I VISITED Berlin recently to meet German parliamentarians.
Inter-parliament visits take place with many countries and are very important for both groups to get inside minds of counterparts and work together on issues we are tackling together, such as climate change.
This trip also gave me chance to visit Berlin, one of my favourite cities in the world. Heritage of the Second World War is not forgotten in Berlin. Many museums exist that retell the stories of the war including the ‘Topographies des Terrors’ that I visited recently.
The Berlin wall, which cut off West Berlin, has now almost all gone, but a stretch was left up and allowed artists to come and paint representations of what the wall meant to them.
War, holocaust and partition have left a deeper legacy in the psyche of the German people.
Berlin is an incredibly modern and vibrant city.

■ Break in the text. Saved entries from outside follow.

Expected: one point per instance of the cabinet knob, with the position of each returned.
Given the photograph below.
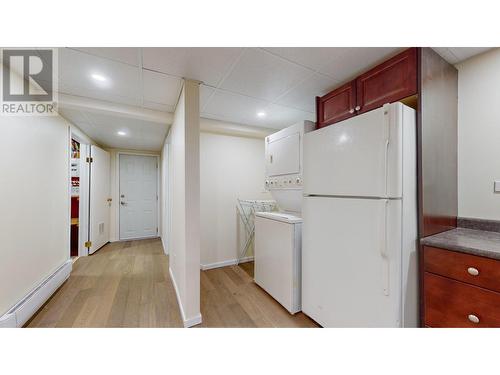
(473, 271)
(473, 318)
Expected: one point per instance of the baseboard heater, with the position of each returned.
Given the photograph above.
(18, 315)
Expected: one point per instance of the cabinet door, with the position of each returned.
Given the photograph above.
(389, 82)
(337, 105)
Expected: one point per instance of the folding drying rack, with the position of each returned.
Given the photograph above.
(246, 210)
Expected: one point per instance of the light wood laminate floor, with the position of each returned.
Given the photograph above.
(127, 284)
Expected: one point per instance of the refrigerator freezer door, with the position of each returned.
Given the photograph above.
(361, 156)
(351, 261)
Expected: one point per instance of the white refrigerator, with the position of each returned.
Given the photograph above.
(359, 260)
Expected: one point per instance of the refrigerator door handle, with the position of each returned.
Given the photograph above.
(387, 136)
(383, 248)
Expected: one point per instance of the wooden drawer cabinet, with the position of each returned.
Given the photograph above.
(480, 271)
(460, 290)
(336, 106)
(451, 303)
(389, 82)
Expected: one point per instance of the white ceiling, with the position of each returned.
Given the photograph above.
(237, 83)
(455, 55)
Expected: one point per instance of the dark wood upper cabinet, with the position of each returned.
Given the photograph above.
(337, 105)
(388, 82)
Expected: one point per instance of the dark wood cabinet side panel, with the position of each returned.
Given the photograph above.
(388, 82)
(336, 106)
(448, 303)
(437, 139)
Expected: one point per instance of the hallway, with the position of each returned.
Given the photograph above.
(124, 284)
(127, 284)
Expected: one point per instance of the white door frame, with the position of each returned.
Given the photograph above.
(117, 189)
(83, 220)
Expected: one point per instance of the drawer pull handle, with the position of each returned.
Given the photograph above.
(473, 318)
(473, 271)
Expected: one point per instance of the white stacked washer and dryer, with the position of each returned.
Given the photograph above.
(278, 235)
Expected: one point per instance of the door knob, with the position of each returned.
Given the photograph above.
(473, 318)
(473, 271)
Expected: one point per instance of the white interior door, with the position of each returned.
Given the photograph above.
(99, 195)
(138, 196)
(351, 261)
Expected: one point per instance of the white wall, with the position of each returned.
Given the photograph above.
(231, 167)
(184, 189)
(114, 224)
(479, 136)
(34, 201)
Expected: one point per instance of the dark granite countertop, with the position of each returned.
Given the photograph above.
(470, 241)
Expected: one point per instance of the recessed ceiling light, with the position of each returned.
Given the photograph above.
(98, 77)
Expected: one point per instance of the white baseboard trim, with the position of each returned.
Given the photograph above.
(18, 315)
(187, 322)
(165, 249)
(225, 263)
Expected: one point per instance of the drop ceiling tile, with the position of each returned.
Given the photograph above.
(99, 95)
(463, 53)
(158, 106)
(208, 65)
(76, 68)
(145, 135)
(127, 55)
(303, 95)
(72, 115)
(161, 88)
(311, 57)
(234, 107)
(446, 54)
(263, 75)
(347, 63)
(279, 117)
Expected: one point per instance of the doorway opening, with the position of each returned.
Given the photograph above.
(75, 197)
(138, 196)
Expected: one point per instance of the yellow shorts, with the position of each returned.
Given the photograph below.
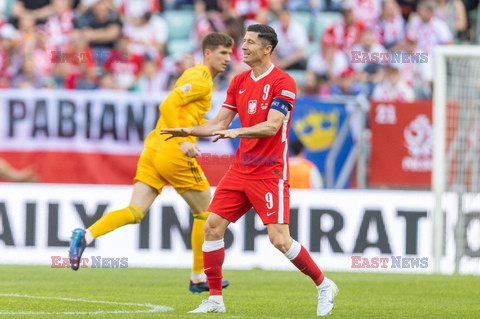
(170, 166)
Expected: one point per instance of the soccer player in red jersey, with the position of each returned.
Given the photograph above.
(263, 97)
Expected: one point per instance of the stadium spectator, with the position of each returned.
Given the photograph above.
(251, 11)
(41, 53)
(27, 33)
(453, 13)
(234, 27)
(85, 5)
(347, 85)
(123, 64)
(329, 63)
(429, 29)
(390, 27)
(132, 9)
(60, 24)
(292, 41)
(40, 10)
(107, 82)
(303, 172)
(28, 77)
(393, 88)
(416, 75)
(87, 79)
(368, 71)
(148, 35)
(171, 162)
(151, 79)
(264, 185)
(346, 33)
(212, 12)
(366, 11)
(429, 32)
(407, 7)
(100, 25)
(9, 173)
(10, 58)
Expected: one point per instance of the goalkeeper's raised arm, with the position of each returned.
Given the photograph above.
(220, 122)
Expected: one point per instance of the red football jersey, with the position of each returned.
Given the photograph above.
(252, 97)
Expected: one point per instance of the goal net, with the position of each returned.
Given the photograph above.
(456, 156)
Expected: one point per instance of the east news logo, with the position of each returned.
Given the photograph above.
(393, 262)
(96, 262)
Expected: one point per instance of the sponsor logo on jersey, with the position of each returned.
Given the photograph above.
(288, 94)
(186, 88)
(252, 106)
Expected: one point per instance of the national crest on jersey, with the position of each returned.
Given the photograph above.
(252, 98)
(252, 106)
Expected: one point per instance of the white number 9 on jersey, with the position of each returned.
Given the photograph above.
(269, 200)
(266, 88)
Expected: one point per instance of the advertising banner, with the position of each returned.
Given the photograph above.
(401, 145)
(86, 138)
(345, 230)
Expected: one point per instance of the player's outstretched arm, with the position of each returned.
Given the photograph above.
(220, 122)
(265, 129)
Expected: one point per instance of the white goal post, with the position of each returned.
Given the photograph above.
(456, 81)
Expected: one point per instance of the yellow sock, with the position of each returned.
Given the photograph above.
(116, 219)
(197, 241)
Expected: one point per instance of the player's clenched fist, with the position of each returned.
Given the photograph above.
(225, 134)
(176, 132)
(189, 149)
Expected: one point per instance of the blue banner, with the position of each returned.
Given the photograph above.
(316, 125)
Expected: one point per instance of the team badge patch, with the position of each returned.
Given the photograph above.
(289, 94)
(186, 88)
(252, 106)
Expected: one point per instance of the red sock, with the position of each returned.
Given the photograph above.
(305, 264)
(212, 263)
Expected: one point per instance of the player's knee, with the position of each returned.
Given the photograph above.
(280, 243)
(212, 231)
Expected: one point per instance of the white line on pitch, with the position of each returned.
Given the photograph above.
(153, 308)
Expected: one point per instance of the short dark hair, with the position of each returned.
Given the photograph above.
(215, 39)
(266, 34)
(296, 147)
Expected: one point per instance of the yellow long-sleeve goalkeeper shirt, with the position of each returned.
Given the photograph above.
(185, 106)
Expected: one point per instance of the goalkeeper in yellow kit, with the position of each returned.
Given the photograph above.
(173, 161)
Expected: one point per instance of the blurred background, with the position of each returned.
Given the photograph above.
(81, 81)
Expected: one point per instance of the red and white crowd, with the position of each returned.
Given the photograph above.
(382, 49)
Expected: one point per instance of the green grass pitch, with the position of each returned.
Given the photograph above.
(252, 294)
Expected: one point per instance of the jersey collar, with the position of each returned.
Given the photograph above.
(262, 75)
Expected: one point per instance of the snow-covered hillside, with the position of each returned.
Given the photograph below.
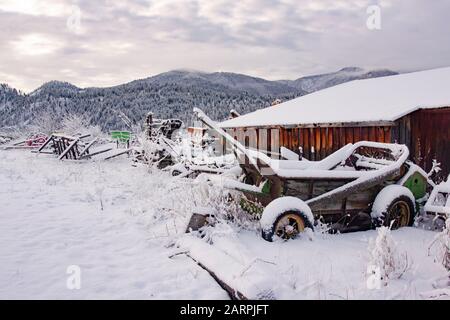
(123, 226)
(168, 95)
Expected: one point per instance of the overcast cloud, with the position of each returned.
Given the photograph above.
(106, 42)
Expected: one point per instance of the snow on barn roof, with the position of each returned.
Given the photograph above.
(378, 99)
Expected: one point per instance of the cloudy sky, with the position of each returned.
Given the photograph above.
(108, 42)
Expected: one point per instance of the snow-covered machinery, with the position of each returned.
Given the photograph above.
(67, 147)
(356, 188)
(438, 204)
(33, 141)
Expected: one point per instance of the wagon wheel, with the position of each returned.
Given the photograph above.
(399, 213)
(289, 225)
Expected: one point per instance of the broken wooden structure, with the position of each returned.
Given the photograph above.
(32, 142)
(320, 123)
(76, 147)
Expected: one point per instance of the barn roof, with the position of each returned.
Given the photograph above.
(379, 99)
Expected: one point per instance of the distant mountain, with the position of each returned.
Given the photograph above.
(322, 81)
(168, 95)
(231, 81)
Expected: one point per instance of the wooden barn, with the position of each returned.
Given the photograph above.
(412, 109)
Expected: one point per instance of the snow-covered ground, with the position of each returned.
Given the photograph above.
(122, 226)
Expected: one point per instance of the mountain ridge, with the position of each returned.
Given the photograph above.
(172, 94)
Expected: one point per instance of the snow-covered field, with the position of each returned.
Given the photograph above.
(123, 227)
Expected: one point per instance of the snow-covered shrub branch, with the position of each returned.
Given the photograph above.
(386, 262)
(443, 241)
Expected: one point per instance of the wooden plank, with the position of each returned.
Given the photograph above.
(87, 147)
(357, 134)
(348, 135)
(68, 149)
(380, 134)
(306, 145)
(312, 145)
(330, 147)
(372, 134)
(46, 143)
(118, 154)
(323, 142)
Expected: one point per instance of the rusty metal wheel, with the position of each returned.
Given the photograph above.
(400, 213)
(289, 225)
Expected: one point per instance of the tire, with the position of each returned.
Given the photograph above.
(399, 210)
(285, 217)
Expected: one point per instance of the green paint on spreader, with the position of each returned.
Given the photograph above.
(121, 136)
(417, 183)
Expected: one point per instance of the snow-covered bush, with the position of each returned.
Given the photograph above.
(443, 239)
(70, 124)
(386, 262)
(78, 124)
(46, 123)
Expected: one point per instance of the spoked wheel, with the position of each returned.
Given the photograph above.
(289, 226)
(399, 215)
(394, 207)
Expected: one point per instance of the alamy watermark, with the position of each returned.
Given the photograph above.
(73, 281)
(373, 21)
(73, 22)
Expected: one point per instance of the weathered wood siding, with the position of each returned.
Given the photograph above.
(427, 134)
(316, 142)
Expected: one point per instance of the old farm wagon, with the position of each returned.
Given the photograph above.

Some of the old architecture still remains but many areas destroyed by war and defaced by partition have been rebuilt.
Architects competed from all over the world to create iconic new buildings and rebuild old ones such as German parliament The Reichstag, which was rebuilt in the 1990’s by British architect Norman Foster.
But much deeper than that I see attempts to shake that awful legacy through the incredible tolerance to different points of view.
I am told that over 2,000 protest marches happen in the streets of Berlin every year. I myself witnessed one protest against an increase in night flights from the airport.
When you’ve had freedom taken away and been told what to think, you prize the right to express an opinion even more and we see that in tolerance shown to all those marches, the desire to march in the first place and the openness which Germany shows about its past.
In the UK I sometimes think we take our freedom to think independently and to express ourselves without fear of persecution for granted.
Germany will never allow itself to forget its own experience, and the country is richer both physically and mentally for it.
I just hope that we in Britain never have to learn to appreciate our freedoms the hard way.